Among other drugs, parthenolide, an inhibitor of the proto-oncogene c-Rel, and vorinostat, an inhibitor of the enzymatic activity of histone deacetylases HDAC1, HDAC2, and HDAC3, reversed the common DEGs between DKD and HTN. TW 37 reversed the DEGs of HTN and is studied for its therapeutic potential in kidney diseases, as it inhibits KIM-1 (Kidney Injury Molecule-1)-mediated endocytosis, resulting in a reduction in NF-κB and IL-1β, inhibition of the NF-κB-NLRP3-IL-1β pathway, and a subsequent decrease in fibrosis and inflammation [42]. Geldanamycin, a heat shock protein HSP 90-alpha inhibitor and endoplasmin inhibitor, specifically reverses the diabetic nephropathy-specific gene signature and has been associated with the reversal of kidney function and improvement of the glomerular and tubular damage by a high-fat diet in db/db mice [43]. Through computational analysis, we prioritized drugs as disease-specific and non-specific agents for each kidney disease. Further investigation is required to unravel the therapeutic implications of our findings.
Collectively, we defined the diabetic nephropathy-specific and hypertensive nephropathy-specific gene signatures within human kidneys and identified distinct biological processes and pathways associated with each disease through computational systems biology approaches. We also discovered novel, not previously identified, drugs and small-molecule compounds that may reverse the phenotype of these kidney diseases in a kidney disease-specific and non-specific manner. However, experimental validation of the differential transcripts and their functionality is further required, in addition to future studies defining the pathogenic and therapeutic implications of our results.
A limitation of our study is the inability to perform batch effect assessment and correction using standard methods, as this study is based on integrated, publicly available transcriptomic data obtained from the NephroSeq platform. Albeit NephroSeq applies internal normalization procedures, access to raw expression data and complete sample-level metadata is limited. Moreover, detailed clinical information at the individual sample level, i.e., disease severity, medication use, comorbidities, and ethnicity, was not available, restricting the ability to evaluate potential confounding factors. For the same reason, a formal sensitivity analysis examining the stability of the identified DEGs and downstream drug predictions upon exclusion of individual datasets could not be conducted.

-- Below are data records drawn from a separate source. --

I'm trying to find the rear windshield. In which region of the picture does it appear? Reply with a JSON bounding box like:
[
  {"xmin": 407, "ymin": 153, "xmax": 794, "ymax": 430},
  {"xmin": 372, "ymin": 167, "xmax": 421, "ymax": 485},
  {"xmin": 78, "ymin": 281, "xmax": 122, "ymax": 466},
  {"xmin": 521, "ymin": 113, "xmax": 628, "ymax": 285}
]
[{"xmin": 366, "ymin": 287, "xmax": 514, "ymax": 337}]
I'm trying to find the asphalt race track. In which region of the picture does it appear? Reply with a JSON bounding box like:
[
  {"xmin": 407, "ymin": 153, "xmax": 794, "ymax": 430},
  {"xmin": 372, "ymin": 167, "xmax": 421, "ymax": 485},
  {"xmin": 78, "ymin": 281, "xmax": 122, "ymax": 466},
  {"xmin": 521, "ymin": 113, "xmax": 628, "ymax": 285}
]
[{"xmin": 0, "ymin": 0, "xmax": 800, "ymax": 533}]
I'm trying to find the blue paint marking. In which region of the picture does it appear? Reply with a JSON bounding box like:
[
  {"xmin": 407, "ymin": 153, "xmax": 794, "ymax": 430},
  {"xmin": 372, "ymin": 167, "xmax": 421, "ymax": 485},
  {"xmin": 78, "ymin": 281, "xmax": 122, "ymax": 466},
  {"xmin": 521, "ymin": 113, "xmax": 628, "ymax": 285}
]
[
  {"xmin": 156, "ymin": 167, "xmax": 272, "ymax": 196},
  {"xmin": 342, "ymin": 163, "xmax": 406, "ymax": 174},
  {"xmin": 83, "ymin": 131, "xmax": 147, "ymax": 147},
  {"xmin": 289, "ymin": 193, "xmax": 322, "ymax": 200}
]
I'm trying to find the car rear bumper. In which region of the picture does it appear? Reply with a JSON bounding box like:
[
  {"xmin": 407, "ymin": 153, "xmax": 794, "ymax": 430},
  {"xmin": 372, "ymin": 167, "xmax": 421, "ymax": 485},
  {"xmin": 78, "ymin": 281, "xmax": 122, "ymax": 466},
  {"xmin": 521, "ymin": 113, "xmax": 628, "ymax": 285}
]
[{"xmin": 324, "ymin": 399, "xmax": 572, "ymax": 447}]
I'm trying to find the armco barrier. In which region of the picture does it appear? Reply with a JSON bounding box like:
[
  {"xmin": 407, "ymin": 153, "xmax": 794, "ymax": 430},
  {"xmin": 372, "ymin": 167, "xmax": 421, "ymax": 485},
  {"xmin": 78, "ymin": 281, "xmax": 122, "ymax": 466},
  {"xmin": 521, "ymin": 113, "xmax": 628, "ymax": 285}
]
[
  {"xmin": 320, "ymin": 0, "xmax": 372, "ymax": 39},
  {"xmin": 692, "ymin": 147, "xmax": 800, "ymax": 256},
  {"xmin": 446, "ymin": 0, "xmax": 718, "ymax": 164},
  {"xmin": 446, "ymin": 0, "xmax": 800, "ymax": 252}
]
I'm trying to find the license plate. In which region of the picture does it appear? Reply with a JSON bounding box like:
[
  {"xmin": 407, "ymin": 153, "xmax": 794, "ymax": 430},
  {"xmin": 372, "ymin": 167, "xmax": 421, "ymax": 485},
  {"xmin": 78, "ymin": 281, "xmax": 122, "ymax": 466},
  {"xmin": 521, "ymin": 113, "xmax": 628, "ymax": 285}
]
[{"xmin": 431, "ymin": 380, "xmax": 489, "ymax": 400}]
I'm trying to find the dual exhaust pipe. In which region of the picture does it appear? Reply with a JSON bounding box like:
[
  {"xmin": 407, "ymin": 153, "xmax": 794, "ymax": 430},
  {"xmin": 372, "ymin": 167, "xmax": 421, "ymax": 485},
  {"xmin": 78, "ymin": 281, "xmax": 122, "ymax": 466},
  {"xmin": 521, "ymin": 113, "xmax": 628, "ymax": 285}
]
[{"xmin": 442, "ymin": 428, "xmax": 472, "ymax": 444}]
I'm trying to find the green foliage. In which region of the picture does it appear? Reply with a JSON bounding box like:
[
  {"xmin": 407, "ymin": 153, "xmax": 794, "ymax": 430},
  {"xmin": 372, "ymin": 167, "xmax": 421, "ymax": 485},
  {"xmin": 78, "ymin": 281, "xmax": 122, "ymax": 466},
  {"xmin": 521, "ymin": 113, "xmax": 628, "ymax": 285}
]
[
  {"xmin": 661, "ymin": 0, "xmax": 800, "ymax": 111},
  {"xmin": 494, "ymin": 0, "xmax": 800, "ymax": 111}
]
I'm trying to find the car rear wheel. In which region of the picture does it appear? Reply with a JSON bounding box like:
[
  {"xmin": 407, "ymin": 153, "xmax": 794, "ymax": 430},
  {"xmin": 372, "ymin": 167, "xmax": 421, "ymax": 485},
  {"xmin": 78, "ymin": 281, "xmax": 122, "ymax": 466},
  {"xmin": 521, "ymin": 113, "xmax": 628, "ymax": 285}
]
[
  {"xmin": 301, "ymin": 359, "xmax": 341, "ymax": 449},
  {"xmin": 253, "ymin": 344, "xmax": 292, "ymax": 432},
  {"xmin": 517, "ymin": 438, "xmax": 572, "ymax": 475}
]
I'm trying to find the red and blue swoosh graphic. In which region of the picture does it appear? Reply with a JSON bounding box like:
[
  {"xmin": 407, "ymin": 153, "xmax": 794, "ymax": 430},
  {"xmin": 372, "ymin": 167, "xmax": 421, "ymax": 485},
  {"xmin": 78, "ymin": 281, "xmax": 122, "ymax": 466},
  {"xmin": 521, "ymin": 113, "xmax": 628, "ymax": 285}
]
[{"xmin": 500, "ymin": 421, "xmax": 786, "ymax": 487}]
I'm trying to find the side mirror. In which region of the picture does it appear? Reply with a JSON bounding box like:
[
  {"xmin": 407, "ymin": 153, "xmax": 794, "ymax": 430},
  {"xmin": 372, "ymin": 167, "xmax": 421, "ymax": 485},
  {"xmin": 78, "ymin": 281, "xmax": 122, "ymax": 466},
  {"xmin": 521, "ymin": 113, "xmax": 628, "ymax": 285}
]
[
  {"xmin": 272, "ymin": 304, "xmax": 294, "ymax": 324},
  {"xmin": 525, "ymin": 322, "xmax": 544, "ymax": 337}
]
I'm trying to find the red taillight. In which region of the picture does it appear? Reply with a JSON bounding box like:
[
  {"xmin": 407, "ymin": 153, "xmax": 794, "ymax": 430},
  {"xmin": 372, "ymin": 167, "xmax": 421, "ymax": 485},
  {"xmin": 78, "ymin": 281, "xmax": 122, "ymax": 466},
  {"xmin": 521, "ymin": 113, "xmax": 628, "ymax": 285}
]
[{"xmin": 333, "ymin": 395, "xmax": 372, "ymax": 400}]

Another limitation is the inability to report detailed, dataset-specific information (e.g., individual GSE accession numbers, sample sizes, platforms, and ethical approvals), as such metadata that are not fully accessible within the NephroSeq framework.
Regarding external validation of the data from L1000CDS2, there is an absence of a comprehensive study that compares L1000CDS2 outputs with datasets containing known positive and negative associations, in a way that generates ROC curves to assess the performance of L1000CDS2.
These limitations should be considered when interpreting the results, and future studies using fully accessible raw data and comprehensive clinical annotation are necessary to validate the robustness of the findings.
5. Conclusions
In this study, we used an integrative computational systems biology framework to compare the molecular profiles of diabetic kidney disease (DKD) and hypertensive nephropathy (HTN). By integrating multiple independent transcriptomic datasets and stratifying gene expression changes across glomeruli and tubulointerstitium, we identified robust disease-specific and shared gene signatures that highlight distinct and common pathogenic mechanisms behind these diseases. This comparative strategy represents a key innovation of the study, enabling the molecular discrimination between two clinically related but mechanistically distinct nephropathies.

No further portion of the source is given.